Understanding Activist Investors

While most of the press about shareholder activism centers on how to deter activist investors, Wharton finance professors Bilge Yilmaz and Kevin Kaiser offer a more nuanced approach. Aimed at directors, senior executives, and investors, the Shareholder Activism: Activating Change for Value Creation program considers the possibilities for both benefit and detriment from this activity. It familiarizes participants with the competing perspectives and develops an understanding of the various tactics available to both shareholder activists and corporations targeted by the activists.

Musharaf Anwar, vice president and portfolio manager of RBC Wealth Management, says the program was “excellent. Professors Kaiser and Yilmaz take you backstage to experience how activist investors pursue corporate boards to create value. In the past, most investors might run away from investing in a company targeted by activist shareholders. However, after taking this program, one can better understand the ways in which you can capitalize on these investment opportunities and create value for your clients.”

Women on Boards

Research by Credit Suisse reveals that companies with more women at the board or top management level have higher returns on equity, higher valuations, and higher payout ratios. That compelling business news is being heard: women made up 29 percent of U.S. board directors in 2020 (up from 19 percent in 2014). With the addition of the new Nasdaq rules that begin to take effect next year, the opportunities for qualified women to serve on boards are expected to skyrocket in 2022.

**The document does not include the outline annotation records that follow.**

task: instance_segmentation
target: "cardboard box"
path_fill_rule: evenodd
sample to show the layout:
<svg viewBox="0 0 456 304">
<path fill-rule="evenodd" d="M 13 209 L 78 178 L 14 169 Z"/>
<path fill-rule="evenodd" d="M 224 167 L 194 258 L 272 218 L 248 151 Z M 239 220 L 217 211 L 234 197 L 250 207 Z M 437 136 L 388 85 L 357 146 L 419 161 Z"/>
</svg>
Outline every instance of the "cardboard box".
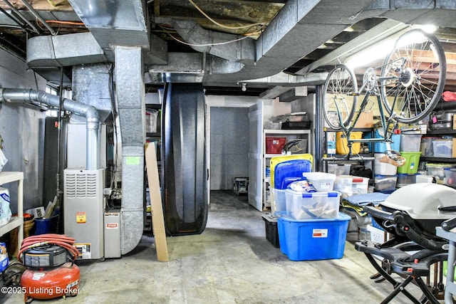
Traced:
<svg viewBox="0 0 456 304">
<path fill-rule="evenodd" d="M 356 113 L 355 113 L 356 115 Z M 373 111 L 362 112 L 358 118 L 355 127 L 373 127 Z"/>
</svg>

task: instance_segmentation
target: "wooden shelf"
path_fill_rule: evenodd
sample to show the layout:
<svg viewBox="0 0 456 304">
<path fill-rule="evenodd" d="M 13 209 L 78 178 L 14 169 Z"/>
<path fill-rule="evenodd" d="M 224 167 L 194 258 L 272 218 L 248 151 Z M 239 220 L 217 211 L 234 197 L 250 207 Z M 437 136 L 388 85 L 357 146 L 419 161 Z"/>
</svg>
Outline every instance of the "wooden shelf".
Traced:
<svg viewBox="0 0 456 304">
<path fill-rule="evenodd" d="M 24 172 L 0 172 L 0 185 L 13 182 L 18 182 L 17 186 L 17 216 L 13 216 L 9 222 L 0 227 L 0 236 L 18 229 L 18 248 L 24 239 Z"/>
</svg>

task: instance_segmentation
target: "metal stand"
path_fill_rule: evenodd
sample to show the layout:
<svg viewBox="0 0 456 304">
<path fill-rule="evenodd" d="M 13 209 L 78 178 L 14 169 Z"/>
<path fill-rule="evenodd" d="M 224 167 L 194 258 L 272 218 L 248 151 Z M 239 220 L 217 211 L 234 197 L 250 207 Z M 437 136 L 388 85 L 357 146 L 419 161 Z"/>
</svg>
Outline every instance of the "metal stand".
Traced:
<svg viewBox="0 0 456 304">
<path fill-rule="evenodd" d="M 455 263 L 456 262 L 456 232 L 445 231 L 442 227 L 435 227 L 437 236 L 447 239 L 450 245 L 448 248 L 448 266 L 447 268 L 447 283 L 445 288 L 445 304 L 453 304 L 453 296 L 456 295 L 456 284 L 455 283 Z"/>
<path fill-rule="evenodd" d="M 407 246 L 409 245 L 408 244 Z M 429 276 L 430 266 L 437 262 L 445 261 L 447 257 L 447 253 L 430 251 L 429 255 L 419 261 L 410 261 L 413 258 L 404 250 L 401 250 L 400 246 L 380 248 L 370 241 L 363 241 L 356 243 L 355 248 L 358 251 L 363 252 L 375 270 L 394 287 L 394 290 L 391 293 L 381 302 L 382 304 L 390 303 L 399 293 L 403 293 L 413 303 L 420 304 L 421 301 L 405 290 L 407 285 L 413 281 L 415 281 L 416 285 L 421 289 L 424 297 L 428 299 L 429 303 L 432 304 L 440 303 L 421 277 Z M 375 258 L 373 256 L 373 255 L 384 258 L 382 266 L 375 261 Z M 395 273 L 404 277 L 405 280 L 400 283 L 398 282 L 391 277 L 390 273 Z M 451 303 L 452 303 L 452 302 Z"/>
</svg>

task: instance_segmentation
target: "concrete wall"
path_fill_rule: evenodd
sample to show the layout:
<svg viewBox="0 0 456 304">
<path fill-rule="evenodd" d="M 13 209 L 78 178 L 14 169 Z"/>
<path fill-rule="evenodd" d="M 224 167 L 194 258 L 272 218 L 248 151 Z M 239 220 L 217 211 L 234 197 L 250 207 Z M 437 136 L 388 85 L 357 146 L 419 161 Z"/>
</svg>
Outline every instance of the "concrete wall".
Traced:
<svg viewBox="0 0 456 304">
<path fill-rule="evenodd" d="M 249 177 L 249 108 L 212 107 L 210 135 L 210 189 L 232 189 Z"/>
<path fill-rule="evenodd" d="M 0 48 L 0 87 L 46 89 L 46 80 L 28 68 L 26 63 Z M 31 106 L 0 103 L 0 135 L 8 162 L 2 171 L 24 173 L 24 209 L 43 206 L 43 139 L 44 112 Z M 13 213 L 17 212 L 17 183 L 5 184 L 10 190 Z"/>
</svg>

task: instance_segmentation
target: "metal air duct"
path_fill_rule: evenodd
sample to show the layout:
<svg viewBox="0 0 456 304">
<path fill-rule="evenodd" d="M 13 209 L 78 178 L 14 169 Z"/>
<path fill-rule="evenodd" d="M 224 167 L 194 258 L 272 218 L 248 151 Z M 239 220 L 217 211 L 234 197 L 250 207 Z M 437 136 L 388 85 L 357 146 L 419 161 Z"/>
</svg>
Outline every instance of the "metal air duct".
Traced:
<svg viewBox="0 0 456 304">
<path fill-rule="evenodd" d="M 59 108 L 60 98 L 43 91 L 29 89 L 0 89 L 0 102 L 41 103 L 53 108 Z M 95 107 L 84 103 L 63 98 L 63 109 L 86 117 L 87 123 L 87 153 L 86 169 L 98 169 L 98 111 Z"/>
</svg>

The most recent addition to Wharton’s board programs, Women on Boards: Building Exceptional Leaders, helps prepare women to take advantage of these opportunities by providing an in-depth look at the process of recruiting and selecting directors, among other pressing governance issues. Director Mae McDonnell says, “Diversity of all kinds increases the depth and breadth of discussions and monitoring. When you have people approaching the same question from different perspectives, you're more likely to see the problematic angles of an issue that you wouldn't have otherwise seen. When people share backgrounds and even demographic identities, they tend to coalesce around things that they have in common instead of thinking about things from a more complex vantage.”

The program is taught by Wharton experts on leadership and board governance, including Dean Erika James. In addition to developing a greater understanding of board service and today’s most pressing corporate challenges, it helps participants build their personal brand through strategic use of social media; the right speaking engagements; networking; and putting together a board bio, CV, and LinkedIn profile.

“A good board member can anticipate challenges that could arise,” says McDonnell. “Directors must be able to look for blind spots and help tackle the looming next generation of board issues that companies are going to face: climate change, increased wealth disparity, political instability. In the program we are training leaders to tackle these non-market issues with more diverse profiles and experiences.”